In terms of colour management - personally - I use a Spyder III Studio Elite, although I think that exact package has been superceeded by the Spyder III Studio SR kit. For learning about colour management, the industry standard book is Real World Colour Management, 2nd edition by Fraser, Murphy, and Bunting.
Thanx a bunch! I'm going to do a lot of experimenting based on these comments, and will check out the color mgmt book.
Downloaded the Kindle version on my iPad. Plan to get into it while having my brakes repaired tomorrow. Thanks again.
Good night.
The iPad is brillient as a kindle reader - I just grabbed a "genuine kindle" a few days ago, and it's not a patch on the iPad.
Just be aware that the book will make your brain hurt though - so just take it slowly, and don't be afraid to ask more questions here ... there's definately a lot of "practice" that needs to be added to what's presented in the book.
Hi Kalimah,
One thought that crossed my mind, and it hasn't been mentioned yet, it is my impression (I may be wrong) that pictures appear brighter printer on glossy paper, not matt, silk, etc. Of course, it may be irrelevant if it was Kodak glossy paper you were using anyway.

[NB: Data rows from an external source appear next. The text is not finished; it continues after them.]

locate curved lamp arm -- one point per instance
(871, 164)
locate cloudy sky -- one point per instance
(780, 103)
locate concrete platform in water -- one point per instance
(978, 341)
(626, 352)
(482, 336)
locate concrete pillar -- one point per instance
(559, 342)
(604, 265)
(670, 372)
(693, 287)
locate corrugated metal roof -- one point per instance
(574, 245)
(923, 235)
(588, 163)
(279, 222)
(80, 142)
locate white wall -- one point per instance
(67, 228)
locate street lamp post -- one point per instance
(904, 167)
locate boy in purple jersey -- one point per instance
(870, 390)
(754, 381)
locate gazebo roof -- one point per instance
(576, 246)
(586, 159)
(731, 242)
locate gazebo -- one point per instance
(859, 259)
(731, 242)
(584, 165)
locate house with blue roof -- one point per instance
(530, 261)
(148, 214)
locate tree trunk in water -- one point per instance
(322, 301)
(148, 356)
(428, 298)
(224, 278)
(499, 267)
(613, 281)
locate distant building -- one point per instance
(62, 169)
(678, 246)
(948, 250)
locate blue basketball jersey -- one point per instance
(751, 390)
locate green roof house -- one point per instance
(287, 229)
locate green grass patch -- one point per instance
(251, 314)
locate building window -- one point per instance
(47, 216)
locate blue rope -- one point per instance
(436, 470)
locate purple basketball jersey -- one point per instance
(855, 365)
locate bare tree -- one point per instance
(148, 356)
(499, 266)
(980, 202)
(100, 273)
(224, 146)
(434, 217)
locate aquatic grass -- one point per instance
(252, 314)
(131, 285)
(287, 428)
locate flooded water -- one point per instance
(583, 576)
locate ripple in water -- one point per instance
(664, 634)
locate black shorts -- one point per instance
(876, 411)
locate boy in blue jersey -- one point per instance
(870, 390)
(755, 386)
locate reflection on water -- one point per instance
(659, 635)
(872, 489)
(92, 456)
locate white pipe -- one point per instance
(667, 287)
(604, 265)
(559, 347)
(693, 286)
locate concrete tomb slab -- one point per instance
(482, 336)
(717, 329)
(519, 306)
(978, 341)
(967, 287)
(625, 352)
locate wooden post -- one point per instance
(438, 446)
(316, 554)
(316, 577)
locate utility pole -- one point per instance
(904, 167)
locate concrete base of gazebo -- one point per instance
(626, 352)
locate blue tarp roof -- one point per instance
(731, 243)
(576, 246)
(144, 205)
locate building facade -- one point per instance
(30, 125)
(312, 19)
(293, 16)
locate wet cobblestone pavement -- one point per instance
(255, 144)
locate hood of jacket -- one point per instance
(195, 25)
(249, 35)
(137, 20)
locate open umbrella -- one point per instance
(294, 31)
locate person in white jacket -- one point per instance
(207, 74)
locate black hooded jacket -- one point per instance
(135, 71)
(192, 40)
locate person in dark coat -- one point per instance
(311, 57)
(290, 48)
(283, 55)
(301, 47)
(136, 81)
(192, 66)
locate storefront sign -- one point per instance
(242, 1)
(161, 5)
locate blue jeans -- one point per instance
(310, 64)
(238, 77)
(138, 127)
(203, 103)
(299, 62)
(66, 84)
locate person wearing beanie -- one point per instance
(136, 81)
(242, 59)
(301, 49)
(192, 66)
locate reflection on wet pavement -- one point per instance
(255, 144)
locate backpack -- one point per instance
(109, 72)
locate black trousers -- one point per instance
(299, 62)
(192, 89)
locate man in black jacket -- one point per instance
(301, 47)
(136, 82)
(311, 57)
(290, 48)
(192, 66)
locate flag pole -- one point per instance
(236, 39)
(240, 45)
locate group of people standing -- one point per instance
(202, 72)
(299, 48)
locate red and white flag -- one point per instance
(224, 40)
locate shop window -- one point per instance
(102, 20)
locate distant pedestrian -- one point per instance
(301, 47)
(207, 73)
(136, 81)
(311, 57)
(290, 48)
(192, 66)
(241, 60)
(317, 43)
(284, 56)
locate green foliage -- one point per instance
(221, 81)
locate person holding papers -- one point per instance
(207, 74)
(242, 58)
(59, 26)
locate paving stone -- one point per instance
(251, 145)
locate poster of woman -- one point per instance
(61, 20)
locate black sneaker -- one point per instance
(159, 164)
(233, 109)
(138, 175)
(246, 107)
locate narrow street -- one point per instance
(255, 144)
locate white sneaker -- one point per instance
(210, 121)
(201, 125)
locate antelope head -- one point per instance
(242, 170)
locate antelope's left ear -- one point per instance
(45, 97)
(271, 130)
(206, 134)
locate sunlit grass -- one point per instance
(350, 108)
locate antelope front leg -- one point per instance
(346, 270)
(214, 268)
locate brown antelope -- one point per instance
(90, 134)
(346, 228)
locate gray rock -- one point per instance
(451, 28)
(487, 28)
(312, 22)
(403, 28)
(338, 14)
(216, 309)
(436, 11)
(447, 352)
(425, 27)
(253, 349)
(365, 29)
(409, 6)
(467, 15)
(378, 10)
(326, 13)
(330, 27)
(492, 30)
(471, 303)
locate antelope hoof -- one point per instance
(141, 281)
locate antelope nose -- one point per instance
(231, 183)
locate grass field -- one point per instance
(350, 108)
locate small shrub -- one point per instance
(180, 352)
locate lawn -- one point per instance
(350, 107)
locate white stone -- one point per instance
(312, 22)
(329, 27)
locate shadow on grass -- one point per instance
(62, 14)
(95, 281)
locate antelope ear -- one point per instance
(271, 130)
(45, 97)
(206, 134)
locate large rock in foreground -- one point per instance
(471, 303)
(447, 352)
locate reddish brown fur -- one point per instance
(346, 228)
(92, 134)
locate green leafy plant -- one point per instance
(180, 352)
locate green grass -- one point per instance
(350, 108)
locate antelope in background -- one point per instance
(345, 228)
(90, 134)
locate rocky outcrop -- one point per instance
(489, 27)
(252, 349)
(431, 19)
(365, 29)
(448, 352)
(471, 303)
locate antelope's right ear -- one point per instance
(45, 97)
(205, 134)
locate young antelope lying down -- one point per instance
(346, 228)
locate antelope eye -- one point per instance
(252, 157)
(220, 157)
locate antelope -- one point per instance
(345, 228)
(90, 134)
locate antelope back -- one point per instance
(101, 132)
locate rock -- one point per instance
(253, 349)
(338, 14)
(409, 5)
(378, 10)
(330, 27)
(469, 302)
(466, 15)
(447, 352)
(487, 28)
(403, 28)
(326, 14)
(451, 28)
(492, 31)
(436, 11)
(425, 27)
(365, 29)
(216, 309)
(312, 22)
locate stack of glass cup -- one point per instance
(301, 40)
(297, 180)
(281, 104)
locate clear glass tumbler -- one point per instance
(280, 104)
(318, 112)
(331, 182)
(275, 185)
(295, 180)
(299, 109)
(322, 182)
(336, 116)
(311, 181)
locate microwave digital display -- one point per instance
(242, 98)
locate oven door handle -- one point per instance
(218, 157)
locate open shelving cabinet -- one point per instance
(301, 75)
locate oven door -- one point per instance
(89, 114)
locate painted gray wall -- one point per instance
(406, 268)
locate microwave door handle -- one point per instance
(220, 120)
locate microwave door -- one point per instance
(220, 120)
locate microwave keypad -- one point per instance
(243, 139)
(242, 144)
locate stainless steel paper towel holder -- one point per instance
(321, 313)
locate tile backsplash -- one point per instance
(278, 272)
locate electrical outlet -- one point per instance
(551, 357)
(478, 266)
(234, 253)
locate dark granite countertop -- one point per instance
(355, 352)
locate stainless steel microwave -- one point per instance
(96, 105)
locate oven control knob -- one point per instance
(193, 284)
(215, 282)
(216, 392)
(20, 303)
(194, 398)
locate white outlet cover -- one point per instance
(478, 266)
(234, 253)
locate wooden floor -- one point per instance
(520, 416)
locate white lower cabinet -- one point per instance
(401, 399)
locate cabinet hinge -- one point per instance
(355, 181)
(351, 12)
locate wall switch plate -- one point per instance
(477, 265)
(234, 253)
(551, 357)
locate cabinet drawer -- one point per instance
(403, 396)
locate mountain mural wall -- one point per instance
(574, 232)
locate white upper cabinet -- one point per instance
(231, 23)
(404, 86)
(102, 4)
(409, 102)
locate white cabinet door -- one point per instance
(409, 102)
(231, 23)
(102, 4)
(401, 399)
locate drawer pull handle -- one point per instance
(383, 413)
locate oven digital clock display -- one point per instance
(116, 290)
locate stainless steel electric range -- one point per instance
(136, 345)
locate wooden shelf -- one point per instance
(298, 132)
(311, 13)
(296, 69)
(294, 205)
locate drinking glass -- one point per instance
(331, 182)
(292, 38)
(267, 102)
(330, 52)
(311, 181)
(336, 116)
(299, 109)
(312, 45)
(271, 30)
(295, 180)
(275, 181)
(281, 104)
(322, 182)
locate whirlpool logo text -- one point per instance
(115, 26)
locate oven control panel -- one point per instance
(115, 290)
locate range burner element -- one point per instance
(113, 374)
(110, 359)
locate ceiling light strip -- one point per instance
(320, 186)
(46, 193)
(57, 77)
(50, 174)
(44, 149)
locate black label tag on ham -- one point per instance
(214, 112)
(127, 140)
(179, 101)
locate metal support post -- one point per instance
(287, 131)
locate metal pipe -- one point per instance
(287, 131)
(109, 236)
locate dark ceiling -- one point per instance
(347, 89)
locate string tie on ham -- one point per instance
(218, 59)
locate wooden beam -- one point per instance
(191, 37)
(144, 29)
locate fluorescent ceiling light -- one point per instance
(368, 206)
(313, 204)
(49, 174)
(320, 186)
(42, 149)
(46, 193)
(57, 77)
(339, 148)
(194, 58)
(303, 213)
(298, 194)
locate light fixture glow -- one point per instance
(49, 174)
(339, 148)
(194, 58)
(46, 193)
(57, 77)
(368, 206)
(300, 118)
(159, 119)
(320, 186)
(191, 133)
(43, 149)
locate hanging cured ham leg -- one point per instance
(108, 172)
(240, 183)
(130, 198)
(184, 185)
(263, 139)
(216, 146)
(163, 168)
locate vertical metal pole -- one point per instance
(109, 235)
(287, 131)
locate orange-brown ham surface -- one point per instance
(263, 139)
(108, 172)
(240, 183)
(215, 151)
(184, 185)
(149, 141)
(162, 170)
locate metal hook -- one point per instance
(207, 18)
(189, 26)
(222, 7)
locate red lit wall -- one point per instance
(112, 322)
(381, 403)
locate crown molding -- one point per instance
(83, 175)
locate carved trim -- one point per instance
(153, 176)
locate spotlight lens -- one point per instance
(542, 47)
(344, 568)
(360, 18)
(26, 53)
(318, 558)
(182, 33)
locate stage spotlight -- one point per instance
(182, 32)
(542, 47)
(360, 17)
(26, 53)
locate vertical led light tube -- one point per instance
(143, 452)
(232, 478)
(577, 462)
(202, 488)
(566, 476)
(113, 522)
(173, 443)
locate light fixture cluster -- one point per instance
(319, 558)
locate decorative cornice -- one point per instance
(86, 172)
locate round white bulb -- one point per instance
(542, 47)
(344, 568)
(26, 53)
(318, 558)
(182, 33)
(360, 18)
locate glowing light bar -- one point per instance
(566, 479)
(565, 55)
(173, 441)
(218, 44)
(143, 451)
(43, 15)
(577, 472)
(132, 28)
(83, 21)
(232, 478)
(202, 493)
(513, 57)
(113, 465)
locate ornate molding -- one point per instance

Another thought, looking at the two examples here, is that a print will look brighter if it has some bright 'speculars' (white glints) in - the easiest way to get those on this kind of shot is to get some 'dew drops' on the blooms, however; drop size/spacing, magnification and lighting will all have an effect on the outcome and it may take some experimentation to get it looking natural.
Good luck,
Hi Kalimah,
I think Dave has nailed it. Go down to your local drugstore and get a cheap plastic travel atomiser (the type of thing you put your eau de cologne in) give the flower a few squirts of water from that and it makes all the difference. You'll have to experiment with distance and the number of squirts to get the quantity and droplet size the way you want it, but it won't take long.
I have a Kindle app on my iPad and use it when I download books where color is important. I use my regular standard Kindle for reading when color is not important. by the way.....am reading the color management book and the brain doesn't hurt at all....rather very stimulating reading. Thanks again.
I am going to try this and see what happens. This is just! I am learning so much.